Payment Amount Furnishing & Consumer Reporting

The CFPB’s November Quarterly Consumer Credit Trends report examines how often lenders report, or furnish, information on borrowers’ actual payment to nationwide consumer reporting agencies.  The report finds that actual payment furnishing for installment loan products including mortgages, auto, and student loans has steadily increased between 2012 and 2020.  Over the same period, actual payment furnishing for credit card and retail revolving accounts significantly decreased.

As credit information is a critical input into the financial ell-being of millions of consumers, describing trends in furnishing practices can help deepen policymakers’ and market participants’ understanding of the consumer reporting system’s key role in consumer access to credit, especially in the wake of the COVID-19 pandemic when credit standards have tightened and there has been increased strain on consumer finances.

Credit reporting is generally voluntary under the Fair Credit Reporting Act (FCRA).  Financial institutions generally have the option to decide whether or not to report to bureaus, and if so, what information to furnish.  The FCRA does have requirements about the accuracy of the information that is reported.

The report provides background on the consumer reporting market, the prevalence of actual payment data furnishing, and demonstrates differences in revolving and installment loan furnishing.

Tradeline reporting reflects:  credit cards at 40%; retail revolving credit at 71%; student loans and auto loans both at 91%; and mortgages at 95%.

The report’s conclusion states:

Analysis of CCP data reveals significant changes in the furnishing of actual payment data since 2012. Across the three most common installment loan types, shares of tradelines with actual payment amount information increased to over 90 percent, with mortgage tradelines experiencing the largest increase in furnishing.
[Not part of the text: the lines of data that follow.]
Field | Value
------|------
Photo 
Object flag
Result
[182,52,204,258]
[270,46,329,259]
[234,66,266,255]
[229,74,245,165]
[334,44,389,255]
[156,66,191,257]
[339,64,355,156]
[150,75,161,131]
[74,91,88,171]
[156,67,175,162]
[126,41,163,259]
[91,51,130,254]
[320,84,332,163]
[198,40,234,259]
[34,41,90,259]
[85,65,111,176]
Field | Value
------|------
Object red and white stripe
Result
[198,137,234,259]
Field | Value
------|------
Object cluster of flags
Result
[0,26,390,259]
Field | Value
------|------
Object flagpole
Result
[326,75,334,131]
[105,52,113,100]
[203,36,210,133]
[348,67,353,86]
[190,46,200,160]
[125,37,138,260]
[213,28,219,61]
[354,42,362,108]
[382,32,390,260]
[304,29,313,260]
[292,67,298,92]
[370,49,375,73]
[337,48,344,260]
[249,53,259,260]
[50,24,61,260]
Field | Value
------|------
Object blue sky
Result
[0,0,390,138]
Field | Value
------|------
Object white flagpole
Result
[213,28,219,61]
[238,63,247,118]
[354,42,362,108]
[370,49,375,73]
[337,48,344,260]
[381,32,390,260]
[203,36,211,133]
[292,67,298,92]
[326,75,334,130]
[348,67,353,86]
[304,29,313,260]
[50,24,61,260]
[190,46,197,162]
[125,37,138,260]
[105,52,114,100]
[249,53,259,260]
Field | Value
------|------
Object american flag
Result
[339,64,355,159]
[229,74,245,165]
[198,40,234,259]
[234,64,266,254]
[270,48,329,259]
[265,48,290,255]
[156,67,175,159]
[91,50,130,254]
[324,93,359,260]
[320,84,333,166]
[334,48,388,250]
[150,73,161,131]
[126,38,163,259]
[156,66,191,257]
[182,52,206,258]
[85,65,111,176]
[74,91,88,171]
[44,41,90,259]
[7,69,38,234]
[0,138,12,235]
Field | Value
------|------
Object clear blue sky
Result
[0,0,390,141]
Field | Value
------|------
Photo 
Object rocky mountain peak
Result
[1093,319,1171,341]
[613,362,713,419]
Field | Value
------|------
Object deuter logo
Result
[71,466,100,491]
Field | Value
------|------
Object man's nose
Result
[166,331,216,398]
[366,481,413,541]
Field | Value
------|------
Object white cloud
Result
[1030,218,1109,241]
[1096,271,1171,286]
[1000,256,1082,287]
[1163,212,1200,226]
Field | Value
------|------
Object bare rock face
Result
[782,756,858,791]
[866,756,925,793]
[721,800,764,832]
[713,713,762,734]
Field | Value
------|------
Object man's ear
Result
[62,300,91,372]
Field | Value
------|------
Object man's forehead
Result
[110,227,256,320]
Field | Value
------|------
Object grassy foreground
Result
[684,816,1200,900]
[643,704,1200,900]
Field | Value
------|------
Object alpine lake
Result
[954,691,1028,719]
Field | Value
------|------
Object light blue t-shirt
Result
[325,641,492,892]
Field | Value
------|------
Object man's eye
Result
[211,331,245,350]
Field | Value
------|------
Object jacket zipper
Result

By contrast, shares of revolving and credit card tradelines with actual payment data significantly declined over the same time period. This trend may reflect attempts to prevent account poaching of consumers by other credit card issuers. Furnishing actual payment information appears to be an either/or proposition for credit card issuers. Additional research could further inform our understanding of credit information markets and consumer access to credit, such as determining whether the reduction in the supply of payment amount data has an impact on the terms or availability of credit for consumers.